Robert Blair (8 June 1845 - 14 July 1923) was an antiquarian and solicitor from South Shields, England. He was instrumental in the early investigations of the Roman fort at South Shields, now known as Arbeia. As well as his antiquarian work he was also secretary of the Society of Antiquaries of Newcastle upon Tyne, and editor of their journal Archaeologia Aeliana.

== Early life ==
Blair was born in South Shields, in an area known as The Lawe on 8 June 1845. He credited his early interest in Roman antiquities to when his uncle gave him a Roman coin which had been found at The Lawe. His father James Blair was a river boat pilot on the Tyne. He left school at 13 and became an office boy with the firm of Thomas Salmon, solicitor. While working as an office boy he substituted his education by attending night classes at the South Shields Mechanics Institute (now the South Shields Museum and Art Gallery).

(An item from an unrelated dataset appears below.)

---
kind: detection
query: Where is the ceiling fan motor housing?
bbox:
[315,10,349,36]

== Society of Antiquaries of Newcastle upon Tyne ==
Blair became a member of the Society of Antiquaries of Newcastle upon Tyne on 7 January 1874, and became secretary of the Society on 31 January 1883. From 1884 until his death he was editor of the journal Archaeologia Aeliana, as well as editor of the 4th-8th editions of Collingwood Bruce's Handbook to the Roman Wall.

== Research ==
Blair was particularly interested in Roman coins and his catalogues of coins appears in several volumes of Archaeologia Aeliana, though often uncredited. Many of his artefact studies were printed as notes in the Proceedings of the Society of Antiquaries of Newcastle and the Proceedings of the Society of Antiquaries of London. Another one of his key research interests was in church plate and church bells in Northumberland and Durham. His records surveying the historic counties of Northumberland, Durham, and North Yorkshire were recording in the Proceedings of the Society of Antiquaries of Newcastle. In June 1884 he was elected a Fellow of the Society of Antiquaries of London.

== Personal life ==
Robert Blair married Elizabeth Eleanor Watt (died 26 February 1905) in 1866, the daughter of South Shields ship owner James Watt. They had 13 children. He later married Mary Philipson in 1907. He is buried in Harton Cemetery.